Der Eintritt in die Ausstellung erfolgt im wahrsten Sinne über den Grund und Boden Berlins: Eine fünf mal sechs Meter große Karte der Hauptstadt ziert das Fundament des Eingangsbereichs. Auf dem weißen Umriss der Stadt sind verstreut bunte Flecken eingezeichnet. Was auf den ersten Blick nach Konfetti aussieht, ist bei näherem Hinsehen weniger feierlich: Es ist die »Kartografie der Privatisierung«. Die dazu gehörende statistische Auswertung zeigt das Ausmaß von drei Jahrzehnten neoliberaler Wohnungs- und Bodenpolitik. »Der Befund ist erschreckend«, sagt Anh-Linh Ngo, Mitkurator der Ausstellung. Demnach sind rund 7700 landeseigene Grundstücke seit der Wende in private Hände übergegangen. Zusammengerechnet ergebe das eine Fläche von 21 Quadratkilometern. »Wenn in 30 Jahren eine Fläche in der Größe des Bezirks Friedrichshain-Kreuzberg privatisiert wurde, braucht man sich nicht darüber wundern, dass wir jetzt über Verknappung sprechen«, findet Ngo. Trotz der Aktualität des Themas im Stadtdiskurs, so der Architekt, gleiche die Bodenpolitik in Berlin einer Black Box: »Es war sehr schwierig, die Informationen aufzutreiben«, sagt er. Den Datenbestand verdanke man der Stadtforscherin Florine Schüschke. Mit dieser Arbeit wurde erstmals eine Gesamtdarstellung geschaffen, die als Diskussionsgrundlage dienen kann. Die Datenanalyse zeige, wie groß das Problem sei, so der Kurator. Darum ist die Ausstellung um ein mehrteiliges Diskursprogramm ergänzt. Vertreter*innen aus Politik, Architektur und Kunst werden die »Mythen des Marktes, der Geschichte und der Kreativität« diskutieren, darunter die stadtentwicklungspolitische Sprecherin der Linksfraktion, Katalin Gennburg, sowie der Stadtsoziologe Andrej Holm.

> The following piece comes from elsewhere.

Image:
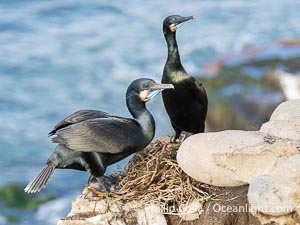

Es ist kein Geheimnis: Die Privatisierungspolitik der Nachwendejahre hat tiefe Spuren hinterlassen. Sie bewirkt Verdrängung auf dem Wohnungsmarkt, aber auch innerhalb der Stadtgeschichte. Der Architekturstil, der Berlins Neubauten im Schein vergangener Epochen auftreten ließ, knüpft, so Kurator Ngo, an die Vorkriegszeit an, »als hätte es die Zäsur durch die Nazis nicht gegeben«. Das historisierte Bauen sei der Versuch, die Stadtgeschichte des wiedervereinigten Berlins architektonisch zu überschreiben. So habe die Marktwirtschaft den Sozialismus auch aus dem Stadtbild verdrängt, beispielhaft zu sehen an Bauwerken der DDR-Moderne wie dem Palast der Republik.
Das Image Berlins durchlief auch deshalb eine vermeintliche Aufwertung, um der vereinten Stadt ein kosmopolitisches Antlitz zu verleihen. Die Stadtpolitik versuchte, mittels einer gezielten Inwertsetzung von Subund Gegenkulturen, den Mythos vom kreativen Berlin zu überhöhen und die Stadt als einen globalen Sehnsuchtsort zu etablieren. Angesichts mangelnder Industrie fand unter dem Motto »Arm, aber sexy« »eine Inwertsetzung von Kultur für ökonomische Zwecke« statt, erklärt Ngo. Diese habe gleichzeitig einen Prozess des »Kannibalismus« provoziert: Durch das kreative Aushängeschild der Stadt werden die Kunstschaffenden selbst verdrängt.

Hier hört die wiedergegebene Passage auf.